Anastasia Anthousi, the Head of the Minister’s Office responded that the number of non-prescription drugs reaches around 320 in a total of more than 2,000 prescription prices where prices are controlled.
The prices of these drugs, she added, are low and therefore the increases observed are small if translated into euros. She noted, however, that drug price prices need to be monitored to prevent possible abuse.
She said the Health Ministry had “proceeded with the regulation that provided for the liberalisation of the prices of non-prescription drugs, expecting that the market and competition laws will operate normally leading to price reductions. If increases are observed instead, these will surely be monitored by the Drug Price Control Committee.” She concluded that a market survey needs to take place.
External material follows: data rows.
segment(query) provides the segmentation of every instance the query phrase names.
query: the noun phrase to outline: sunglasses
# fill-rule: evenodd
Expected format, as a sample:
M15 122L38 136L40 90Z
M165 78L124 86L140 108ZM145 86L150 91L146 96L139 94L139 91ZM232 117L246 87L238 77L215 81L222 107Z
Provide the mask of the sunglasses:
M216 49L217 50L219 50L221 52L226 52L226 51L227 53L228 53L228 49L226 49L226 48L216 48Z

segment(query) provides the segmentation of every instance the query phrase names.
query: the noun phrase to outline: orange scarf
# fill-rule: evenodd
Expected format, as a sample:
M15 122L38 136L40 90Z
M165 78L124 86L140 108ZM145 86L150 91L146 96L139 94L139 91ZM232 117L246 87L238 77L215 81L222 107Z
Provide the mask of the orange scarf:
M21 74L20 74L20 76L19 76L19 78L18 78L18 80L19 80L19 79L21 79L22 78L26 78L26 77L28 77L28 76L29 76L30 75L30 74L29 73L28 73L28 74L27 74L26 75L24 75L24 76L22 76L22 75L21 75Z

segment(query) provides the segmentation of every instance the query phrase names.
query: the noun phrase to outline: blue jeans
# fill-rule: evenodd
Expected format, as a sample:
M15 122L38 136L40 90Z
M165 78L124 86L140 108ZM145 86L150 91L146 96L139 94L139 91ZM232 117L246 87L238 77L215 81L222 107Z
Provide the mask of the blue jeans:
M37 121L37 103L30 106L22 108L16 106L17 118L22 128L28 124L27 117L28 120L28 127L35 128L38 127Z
Meanwhile, the Chairman of the Association of Cyprus Pharmaceutical Companies Augustinos Potamitis argued that 70% of the population of Cyprus can obtain this type of medicines free of charge from the public sector anyway. He added that the prices for these drugs are very low and do not exceed €8 to €10 and therefore a 50% or 10% increase will mean only a few cents extra. He also stated that, whereas the goal of importers is to keep prices low for the benefit of patients some increases are justified because for many years the prices of over-the-counter medicine had been fixed.